Los rendimientos derivados del cobro de cupones de bonos se integran en la base imponible del ahorro en el período en que sean exigibles por su perceptor, por el importe íntegro del cupón, sin posibilidad de deducir la porción de intereses corridos anterior a la adquisición. Estos intereses corridos se computan como mayor valor de adquisición del activo para calcular el rendimiento en caso de transmisión o amortización, evitando la doble imposición y garantizando tributación únicamente sobre intereses efectivamente devengados durante la tenencia.
Hechos
El consultante ha adquirido el 20 de febrero de 2009 por compra en el mercado oficial de renta fija AIAF dos bonos del Banco Popular, de 50.000 euros de nominal cada uno, con vencimiento en fecha 6 de marzo de 2017, habiendo satisfecho un importe superior al valor nominal de los mismos. El cupón anual se satisface el 6 de marzo de cada año soportando el consultante la retención del 18 por ciento sobre el importe íntegro del cupón que le ha sido satisfecho.
Cuestión planteada
Tratamiento fiscal en la declaración del Impuesto sobre la Renta de las Personas Físicas de los rendimientos derivados del cobro del cupón, a fin de evitar impuestos por cantidades no recibidas.
Contestación
El artículo 25.2. de la Ley 35/2006, de 28 de noviembre, del Impuesto sobre la Renta de las Personas Físicas y de modificación parcial de las leyes de los Impuestos sobre Sociedades, sobre la Renta de no Residentes y sobre el Patrimonio (BOE de 29 de noviembre), establece que tienen la consideración de rendimientos íntegros del capital mobiliario obtenidos por la cesión a terceros de capitales propios, “las contraprestaciones de todo tipo, cualquiera que sea su denominación o naturaleza, dinerarias o en especie, como los intereses y cualquier otra forma de retribución pactada como remuneración por tal cesión, así como las derivadas de la transmisión, reembolso, amortización, canje o conversión de cualquier clase de activos representativos de la captación y utilización de capitales ajenos”.
La letra b) del precepto referido establece que: “En el caso de transmisión, reembolso, amortización, canje o conversión de valores, se computará como rendimiento la diferencia entre el valor de transmisión, reembolso, amortización, canje o conversión de los mismos y su valor de adquisición o suscripción. Como valor de canje o conversión se tomará el que corresponda a los valores que se reciban. Los gastos accesorios de adquisición y enajenación serán computados para la cuantificación del rendimiento, en tanto se justifiquen adecuadamente. Los rendimientos negativos derivados de transmisiones de activos financieros, cuando el contribuyente hubiera adquirido activos financieros homogéneos dentro de los dos meses anteriores o posteriores a dichas transmisiones, se integrarán a medida que se transmitan los activos financieros que permanezcan en el patrimonio del contribuyente”.
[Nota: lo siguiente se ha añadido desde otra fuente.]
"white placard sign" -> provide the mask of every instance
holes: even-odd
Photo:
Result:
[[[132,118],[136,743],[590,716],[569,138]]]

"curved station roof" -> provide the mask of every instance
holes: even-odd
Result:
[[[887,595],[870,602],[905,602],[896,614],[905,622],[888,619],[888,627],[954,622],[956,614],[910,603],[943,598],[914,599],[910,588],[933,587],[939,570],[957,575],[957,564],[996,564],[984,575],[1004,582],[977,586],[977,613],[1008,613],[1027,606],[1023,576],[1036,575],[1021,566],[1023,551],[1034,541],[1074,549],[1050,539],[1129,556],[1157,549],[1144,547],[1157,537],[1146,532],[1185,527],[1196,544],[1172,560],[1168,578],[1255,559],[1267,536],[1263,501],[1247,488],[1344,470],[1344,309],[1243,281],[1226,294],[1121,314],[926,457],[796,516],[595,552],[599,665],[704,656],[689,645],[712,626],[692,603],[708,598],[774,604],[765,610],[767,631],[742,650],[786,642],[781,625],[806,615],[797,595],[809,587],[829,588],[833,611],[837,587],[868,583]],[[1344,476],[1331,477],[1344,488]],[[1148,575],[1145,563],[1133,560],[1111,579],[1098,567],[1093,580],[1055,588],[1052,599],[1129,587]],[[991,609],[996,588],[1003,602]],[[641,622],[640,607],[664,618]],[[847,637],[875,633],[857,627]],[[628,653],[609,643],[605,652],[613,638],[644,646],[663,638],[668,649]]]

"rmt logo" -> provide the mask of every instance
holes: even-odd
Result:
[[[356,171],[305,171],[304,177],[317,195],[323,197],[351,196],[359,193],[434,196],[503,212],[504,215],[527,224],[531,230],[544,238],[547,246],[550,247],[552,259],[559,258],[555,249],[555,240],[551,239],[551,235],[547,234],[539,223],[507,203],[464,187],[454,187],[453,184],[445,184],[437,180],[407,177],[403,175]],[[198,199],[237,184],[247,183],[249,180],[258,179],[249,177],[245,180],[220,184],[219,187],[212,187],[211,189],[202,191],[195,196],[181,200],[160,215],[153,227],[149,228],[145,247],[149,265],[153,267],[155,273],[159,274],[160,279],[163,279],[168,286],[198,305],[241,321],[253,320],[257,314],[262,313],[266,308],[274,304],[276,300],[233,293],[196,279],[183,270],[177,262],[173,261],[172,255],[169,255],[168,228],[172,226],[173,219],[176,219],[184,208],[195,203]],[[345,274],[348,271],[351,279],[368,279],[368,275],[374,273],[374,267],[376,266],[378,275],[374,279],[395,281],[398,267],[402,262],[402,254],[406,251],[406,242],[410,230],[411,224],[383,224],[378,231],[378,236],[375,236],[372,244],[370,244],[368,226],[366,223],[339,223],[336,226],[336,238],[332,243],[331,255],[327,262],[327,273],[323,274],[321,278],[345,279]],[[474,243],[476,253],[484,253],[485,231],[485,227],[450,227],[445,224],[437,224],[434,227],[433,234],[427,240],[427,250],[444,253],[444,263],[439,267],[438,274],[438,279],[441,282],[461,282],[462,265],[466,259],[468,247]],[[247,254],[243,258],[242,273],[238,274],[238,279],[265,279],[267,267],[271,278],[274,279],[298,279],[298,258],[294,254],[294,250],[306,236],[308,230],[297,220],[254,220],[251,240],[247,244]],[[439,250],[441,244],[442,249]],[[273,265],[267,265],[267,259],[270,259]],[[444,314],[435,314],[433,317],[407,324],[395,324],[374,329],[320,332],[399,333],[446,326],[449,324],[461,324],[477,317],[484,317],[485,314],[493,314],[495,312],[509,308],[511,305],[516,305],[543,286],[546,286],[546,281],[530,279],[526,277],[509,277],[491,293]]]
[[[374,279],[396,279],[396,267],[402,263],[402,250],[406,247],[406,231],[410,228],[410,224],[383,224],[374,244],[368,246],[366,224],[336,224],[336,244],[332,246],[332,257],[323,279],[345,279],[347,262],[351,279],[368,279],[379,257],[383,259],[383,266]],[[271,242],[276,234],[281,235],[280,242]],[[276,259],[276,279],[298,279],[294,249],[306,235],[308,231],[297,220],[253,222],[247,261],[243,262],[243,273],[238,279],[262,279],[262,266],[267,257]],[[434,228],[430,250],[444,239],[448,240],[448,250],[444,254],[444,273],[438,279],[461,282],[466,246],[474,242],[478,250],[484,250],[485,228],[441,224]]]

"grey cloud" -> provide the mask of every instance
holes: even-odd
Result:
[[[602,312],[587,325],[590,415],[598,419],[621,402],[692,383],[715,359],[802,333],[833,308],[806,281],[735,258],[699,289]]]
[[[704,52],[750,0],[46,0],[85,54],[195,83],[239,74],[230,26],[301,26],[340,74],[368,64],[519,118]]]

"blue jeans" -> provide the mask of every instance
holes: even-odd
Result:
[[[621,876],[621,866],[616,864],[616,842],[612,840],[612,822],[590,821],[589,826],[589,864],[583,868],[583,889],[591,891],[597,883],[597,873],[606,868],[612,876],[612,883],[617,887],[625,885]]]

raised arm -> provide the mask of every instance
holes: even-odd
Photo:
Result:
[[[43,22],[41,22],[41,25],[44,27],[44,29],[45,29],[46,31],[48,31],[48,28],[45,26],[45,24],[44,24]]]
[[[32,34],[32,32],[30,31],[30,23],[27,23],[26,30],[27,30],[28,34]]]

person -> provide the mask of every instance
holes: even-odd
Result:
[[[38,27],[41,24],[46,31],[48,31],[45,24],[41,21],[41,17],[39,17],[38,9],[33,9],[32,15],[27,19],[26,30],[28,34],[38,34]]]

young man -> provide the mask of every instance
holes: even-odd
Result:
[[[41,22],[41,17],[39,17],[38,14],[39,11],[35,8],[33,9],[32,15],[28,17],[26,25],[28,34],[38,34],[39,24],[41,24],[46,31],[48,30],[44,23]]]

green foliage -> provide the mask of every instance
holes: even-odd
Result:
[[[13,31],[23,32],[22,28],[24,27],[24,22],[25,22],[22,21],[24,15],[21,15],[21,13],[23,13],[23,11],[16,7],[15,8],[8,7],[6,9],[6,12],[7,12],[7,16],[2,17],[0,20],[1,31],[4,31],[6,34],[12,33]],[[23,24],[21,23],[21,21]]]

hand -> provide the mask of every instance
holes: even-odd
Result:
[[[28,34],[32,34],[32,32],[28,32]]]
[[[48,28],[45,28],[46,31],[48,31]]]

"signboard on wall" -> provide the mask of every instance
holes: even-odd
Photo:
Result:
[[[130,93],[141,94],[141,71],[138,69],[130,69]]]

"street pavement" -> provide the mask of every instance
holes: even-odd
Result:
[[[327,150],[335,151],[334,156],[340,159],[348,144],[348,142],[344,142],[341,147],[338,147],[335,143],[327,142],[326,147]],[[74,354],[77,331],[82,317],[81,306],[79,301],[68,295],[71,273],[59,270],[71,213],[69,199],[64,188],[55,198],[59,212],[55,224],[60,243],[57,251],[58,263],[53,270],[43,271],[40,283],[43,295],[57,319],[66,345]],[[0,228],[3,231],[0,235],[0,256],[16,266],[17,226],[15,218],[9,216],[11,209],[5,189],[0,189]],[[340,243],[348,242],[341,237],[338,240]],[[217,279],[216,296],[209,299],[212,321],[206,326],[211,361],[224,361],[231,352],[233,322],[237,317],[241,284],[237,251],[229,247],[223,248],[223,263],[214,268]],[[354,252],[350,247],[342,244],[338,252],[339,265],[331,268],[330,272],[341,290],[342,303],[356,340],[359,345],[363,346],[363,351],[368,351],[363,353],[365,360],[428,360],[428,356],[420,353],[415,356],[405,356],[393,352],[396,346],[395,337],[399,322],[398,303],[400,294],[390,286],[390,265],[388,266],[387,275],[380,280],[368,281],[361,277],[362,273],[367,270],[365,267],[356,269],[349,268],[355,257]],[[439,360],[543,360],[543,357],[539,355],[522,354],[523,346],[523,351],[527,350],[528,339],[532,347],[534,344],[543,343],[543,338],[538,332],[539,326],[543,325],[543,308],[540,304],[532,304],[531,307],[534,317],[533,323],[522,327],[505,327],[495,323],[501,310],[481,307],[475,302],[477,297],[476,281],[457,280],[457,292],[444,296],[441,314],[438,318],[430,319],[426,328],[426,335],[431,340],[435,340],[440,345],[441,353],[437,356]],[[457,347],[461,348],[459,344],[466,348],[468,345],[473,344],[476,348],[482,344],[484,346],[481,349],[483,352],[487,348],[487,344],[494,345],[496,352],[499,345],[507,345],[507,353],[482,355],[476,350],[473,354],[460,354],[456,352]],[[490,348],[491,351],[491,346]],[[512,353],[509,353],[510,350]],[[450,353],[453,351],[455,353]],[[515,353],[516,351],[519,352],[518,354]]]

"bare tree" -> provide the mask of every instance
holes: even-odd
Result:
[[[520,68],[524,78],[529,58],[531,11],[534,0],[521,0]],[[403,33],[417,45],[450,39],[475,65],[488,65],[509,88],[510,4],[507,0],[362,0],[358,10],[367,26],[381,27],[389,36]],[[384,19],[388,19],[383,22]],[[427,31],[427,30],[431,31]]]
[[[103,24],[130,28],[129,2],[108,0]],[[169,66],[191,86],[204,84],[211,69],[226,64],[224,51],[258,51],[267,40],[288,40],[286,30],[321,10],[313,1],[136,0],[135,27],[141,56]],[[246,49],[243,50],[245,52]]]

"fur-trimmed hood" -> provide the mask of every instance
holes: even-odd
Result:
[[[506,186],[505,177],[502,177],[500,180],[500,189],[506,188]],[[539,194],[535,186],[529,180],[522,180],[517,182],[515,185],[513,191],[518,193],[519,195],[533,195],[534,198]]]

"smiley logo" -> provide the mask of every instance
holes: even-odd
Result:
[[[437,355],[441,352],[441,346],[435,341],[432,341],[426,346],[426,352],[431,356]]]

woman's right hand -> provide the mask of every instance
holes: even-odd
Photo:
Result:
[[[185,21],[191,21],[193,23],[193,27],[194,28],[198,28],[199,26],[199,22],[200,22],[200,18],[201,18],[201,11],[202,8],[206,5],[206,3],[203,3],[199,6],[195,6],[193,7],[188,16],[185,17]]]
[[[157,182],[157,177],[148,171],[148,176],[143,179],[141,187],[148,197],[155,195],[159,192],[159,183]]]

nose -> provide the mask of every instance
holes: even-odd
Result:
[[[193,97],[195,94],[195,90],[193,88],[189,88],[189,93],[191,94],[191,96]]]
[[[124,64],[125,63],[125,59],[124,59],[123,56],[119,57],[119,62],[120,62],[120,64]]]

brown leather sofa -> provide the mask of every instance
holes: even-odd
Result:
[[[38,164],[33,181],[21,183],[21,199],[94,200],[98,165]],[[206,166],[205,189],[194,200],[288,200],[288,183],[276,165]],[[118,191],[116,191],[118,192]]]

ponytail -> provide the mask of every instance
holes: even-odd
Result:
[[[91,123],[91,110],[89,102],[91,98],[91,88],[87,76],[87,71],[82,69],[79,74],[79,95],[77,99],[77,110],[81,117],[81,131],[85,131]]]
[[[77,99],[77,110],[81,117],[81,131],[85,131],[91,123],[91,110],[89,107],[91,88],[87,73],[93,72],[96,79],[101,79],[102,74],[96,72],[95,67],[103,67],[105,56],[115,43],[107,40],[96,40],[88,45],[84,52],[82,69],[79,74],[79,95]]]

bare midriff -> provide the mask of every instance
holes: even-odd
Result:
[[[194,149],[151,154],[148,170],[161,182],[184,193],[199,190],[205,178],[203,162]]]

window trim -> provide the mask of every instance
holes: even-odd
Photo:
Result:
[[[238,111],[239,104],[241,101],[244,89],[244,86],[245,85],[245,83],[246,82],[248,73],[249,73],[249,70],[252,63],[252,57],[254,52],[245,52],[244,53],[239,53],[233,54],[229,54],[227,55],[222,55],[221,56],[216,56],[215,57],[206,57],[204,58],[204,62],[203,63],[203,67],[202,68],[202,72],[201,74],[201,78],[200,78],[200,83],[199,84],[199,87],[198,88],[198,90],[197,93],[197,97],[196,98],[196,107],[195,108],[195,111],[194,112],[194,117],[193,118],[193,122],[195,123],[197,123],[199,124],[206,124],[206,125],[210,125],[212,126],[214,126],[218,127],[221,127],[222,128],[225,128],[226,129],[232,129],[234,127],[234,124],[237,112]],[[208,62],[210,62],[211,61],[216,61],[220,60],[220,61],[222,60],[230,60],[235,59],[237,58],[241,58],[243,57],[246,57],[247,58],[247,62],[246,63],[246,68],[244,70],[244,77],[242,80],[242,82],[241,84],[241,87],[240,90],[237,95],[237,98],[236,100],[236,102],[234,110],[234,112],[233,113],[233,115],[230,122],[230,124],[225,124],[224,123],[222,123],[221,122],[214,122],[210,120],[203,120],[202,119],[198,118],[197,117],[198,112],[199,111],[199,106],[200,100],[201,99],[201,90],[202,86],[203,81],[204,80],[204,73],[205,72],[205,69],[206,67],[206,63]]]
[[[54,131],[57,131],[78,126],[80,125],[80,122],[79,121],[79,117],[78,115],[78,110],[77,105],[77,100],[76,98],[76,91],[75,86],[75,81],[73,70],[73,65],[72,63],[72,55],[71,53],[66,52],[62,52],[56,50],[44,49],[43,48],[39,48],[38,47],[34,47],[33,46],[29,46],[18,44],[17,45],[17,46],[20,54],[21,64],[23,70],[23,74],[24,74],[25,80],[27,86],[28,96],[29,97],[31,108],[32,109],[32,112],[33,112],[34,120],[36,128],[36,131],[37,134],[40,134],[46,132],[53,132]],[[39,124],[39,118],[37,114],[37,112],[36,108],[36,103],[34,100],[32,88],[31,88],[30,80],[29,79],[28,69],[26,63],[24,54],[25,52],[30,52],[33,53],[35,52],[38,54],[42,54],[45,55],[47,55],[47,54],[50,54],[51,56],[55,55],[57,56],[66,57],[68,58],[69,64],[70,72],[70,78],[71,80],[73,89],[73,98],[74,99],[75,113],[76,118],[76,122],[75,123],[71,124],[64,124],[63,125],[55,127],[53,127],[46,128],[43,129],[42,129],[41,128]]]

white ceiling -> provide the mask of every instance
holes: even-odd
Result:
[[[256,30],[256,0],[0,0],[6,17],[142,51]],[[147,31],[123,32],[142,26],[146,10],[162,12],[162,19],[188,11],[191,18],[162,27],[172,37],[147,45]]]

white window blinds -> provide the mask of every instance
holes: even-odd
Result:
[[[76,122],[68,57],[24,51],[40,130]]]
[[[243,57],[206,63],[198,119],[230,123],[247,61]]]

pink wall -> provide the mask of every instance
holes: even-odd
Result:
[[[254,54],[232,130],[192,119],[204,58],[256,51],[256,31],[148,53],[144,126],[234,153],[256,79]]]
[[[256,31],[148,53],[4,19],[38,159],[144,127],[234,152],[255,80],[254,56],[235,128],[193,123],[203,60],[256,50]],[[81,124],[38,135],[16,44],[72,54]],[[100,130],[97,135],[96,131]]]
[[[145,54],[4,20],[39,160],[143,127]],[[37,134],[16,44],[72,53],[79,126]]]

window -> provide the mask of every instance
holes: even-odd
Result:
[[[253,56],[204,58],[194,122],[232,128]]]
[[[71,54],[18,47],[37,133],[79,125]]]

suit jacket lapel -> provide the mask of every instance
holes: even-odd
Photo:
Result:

De acuerdo con lo anterior, los activos financieros que abonan intereses, como los bonos a que se refiere el escrito de consulta generan dos tipos de rendimientos del capital mobiliario, uno derivado del cobro del cupón y otro derivado de la transmisión o amortización de los valores.
Por tanto, el devengo periódico de cupones genera rendimientos del capital mobiliario que forman parte de la renta del ahorro, deberán imputarse al período impositivo en que sean exigibles por su perceptor, según dispone el artículo 14.1.a) de la Ley 35/2006, y se integrarán en la base imponible del ahorro del Impuesto sobre la Renta de las Personas Físicas por el importe total del cupón, sin que se pueda deducir la parte de los intereses que corresponda al período anterior a la fecha de adquisición de los valores. Sin perjuicio de que dicha parte de intereses “corridos” se incluya en el valor de adquisición de los valores a efectos de la determinación del rendimiento de capital mobiliario que pueda producirse en el momento de su transmisión o amortización.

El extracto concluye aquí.